Gambling is not the answer to curbing state budget woes
Supporters of Gov. Andrew Cuomo’s casino expansion amendment tend to ignore the serious/deadly problem of gambling addiction. They write it off as a minor, incidental hazard, affecting only a few people and outweighed by benefits from the casino.
But we need to realize addiction and problem gambling are essential to a casino’s profits. Gambling addicts aren’t just minor collateral damage. They are a necessary source of casino income. Casinos need addicts. Statistical studies from around the world bear out that 30 to 70 percent of casino profits come from gambling addicts.
The state and owners of casinos have shown little interest in prevention or treatment of gambling addiction. Indeed, could they afford to do more? If they were effective at prevention, they might drastically cut into their own profits. In fact, the proximity of a casino increases the likelihood of addiction or problem gambling among those in the surrounding area.
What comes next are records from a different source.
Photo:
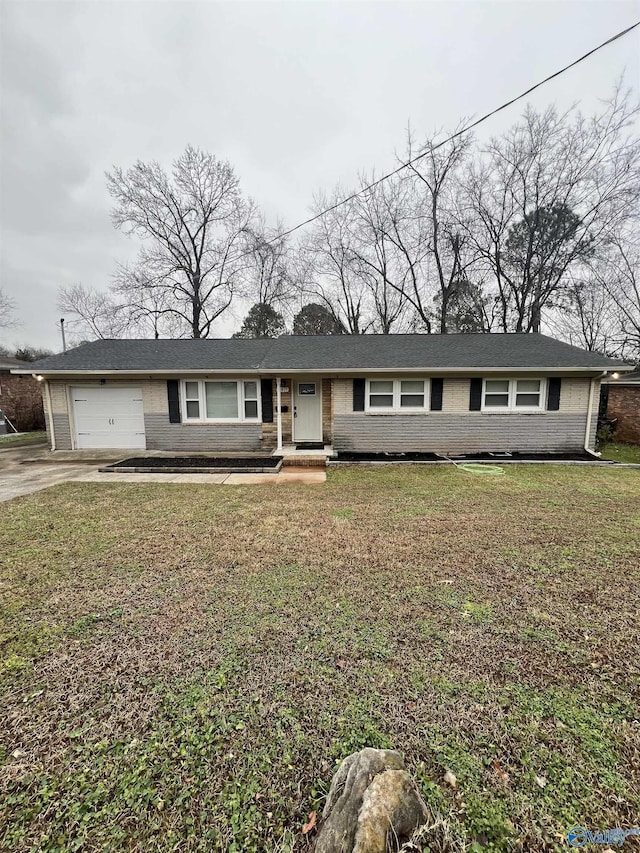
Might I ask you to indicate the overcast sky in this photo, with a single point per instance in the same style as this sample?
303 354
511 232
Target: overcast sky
298 96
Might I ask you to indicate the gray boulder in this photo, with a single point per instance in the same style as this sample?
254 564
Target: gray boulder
373 805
As Natasha Schull points out in “Addiction by Design” (Princeton University Press 2013), today’s slot machines are designed with increasing effectiveness to keep players “on device,” “gambling to extinction” until they’ve run out of money and exhausted their financial resources.
Those most vulnerable to gambling addiction are the elderly, the young, the poor. Those we should seek to protect are the very ones we are ready to exploit. But how can the state effectively regulate an industry that is one of its major sources of revenue? Is this the way we want to fund our state budget? I urge you to vote no to Proposal 1 on election day.